Por Redação | 23 de Agosto de 2016 às 22h59

Todo ano, cerca de cinco milhões de assinantes de serviços de telecom sofrem com interrupções por conta de furtos e roubos de cabos, rádios transmissores e equipamentos em redes no Brasil, e repor tudo isso acaba custando R$ 320 milhões por ano para as operadoras. É o que afirma o SindiTelebrasil - Sindicato Nacional das Empresas de Telefonia e de Serviço Móvel Celular e Pessoal.

“Esses atos de vandalismo prejudicam não apenas os consumidores, comprometendo serviços essenciais para toda a sociedade e os diversos segmentos da economia que dependem das telecomunicações, como também as empresas do setor”, explicou um representante do SindiTelebrasil em uma audiência pública realizada nesta terça-feira (23), na Comissão de Fiscalização Financeira e Controle da Câmara dos Deputados.

Ainda de acordo com o sindicato, somente em 2015 foram registradas mais ou menos 5,6 mil ocorrências de crimes envolvendo roubo, furto e receptação de elementos provenientes das redes de telecom. No mesmo ano, foram furtados quatro milhões de metros de cabos e mais de três mil rádios transmissores. Vale ressaltar que o roubo de cabos de energia elétrica também interrompe serviços de utilidade pública, como a polícia, bombeiros e emergência médica.

O custo de R$ 320 milhões ao ano, estimado pelo SindiTeleBrasil, equivale à instalação de 640 antenas de telefonia e banda larga móvel – ou seja, repor equipamentos roubados faz com que as operadoras tenham menos condições de expandir e melhorar sua prestação de serviços à população. E além das perdas patrimoniais, interromper os serviços prestados faz com que as operadoras sejam penalizadas pelo órgão regulador, uma vez que elas precisam cumprir indicadores na prestação dos serviços.

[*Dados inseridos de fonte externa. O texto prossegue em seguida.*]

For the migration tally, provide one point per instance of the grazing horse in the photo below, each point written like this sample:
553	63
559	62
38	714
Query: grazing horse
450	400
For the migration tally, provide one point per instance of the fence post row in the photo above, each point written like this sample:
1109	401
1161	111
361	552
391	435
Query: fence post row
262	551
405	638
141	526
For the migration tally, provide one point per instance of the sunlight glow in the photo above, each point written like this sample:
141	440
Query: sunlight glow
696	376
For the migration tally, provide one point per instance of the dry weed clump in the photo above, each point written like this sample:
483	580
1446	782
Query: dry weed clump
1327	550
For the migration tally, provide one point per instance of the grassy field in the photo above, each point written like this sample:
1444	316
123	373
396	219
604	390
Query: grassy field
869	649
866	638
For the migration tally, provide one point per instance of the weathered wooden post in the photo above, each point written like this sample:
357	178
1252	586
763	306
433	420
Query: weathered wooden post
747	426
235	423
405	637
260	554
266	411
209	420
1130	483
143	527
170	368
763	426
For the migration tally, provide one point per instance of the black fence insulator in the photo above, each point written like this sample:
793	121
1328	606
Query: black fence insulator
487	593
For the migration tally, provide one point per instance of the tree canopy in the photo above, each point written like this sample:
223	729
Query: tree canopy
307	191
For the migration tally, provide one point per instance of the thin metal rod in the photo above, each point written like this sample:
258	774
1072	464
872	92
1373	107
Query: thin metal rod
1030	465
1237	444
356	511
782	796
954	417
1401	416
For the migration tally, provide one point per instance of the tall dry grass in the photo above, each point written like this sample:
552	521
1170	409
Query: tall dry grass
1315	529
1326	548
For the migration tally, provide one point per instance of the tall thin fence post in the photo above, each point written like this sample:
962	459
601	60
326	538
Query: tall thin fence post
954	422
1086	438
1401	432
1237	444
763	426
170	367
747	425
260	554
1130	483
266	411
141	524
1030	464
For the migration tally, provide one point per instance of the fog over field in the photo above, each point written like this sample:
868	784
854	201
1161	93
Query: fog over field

Sendo assim, o sindicato apoia as iniciativas dos projetos de lei que estão tramitando na Câmara dos Deputados, que entendem a relevância dos serviços de telecomunicações e criminalizam o roubo, furto e também a receptação de equipamentos de rede. Para o deputado Edinho Bez (PMDB-SC), que pediu a realização do debate, esses crimes “são condutas de especial gravidade por causarem a interrupção dos serviços básicos prestados à sociedade.”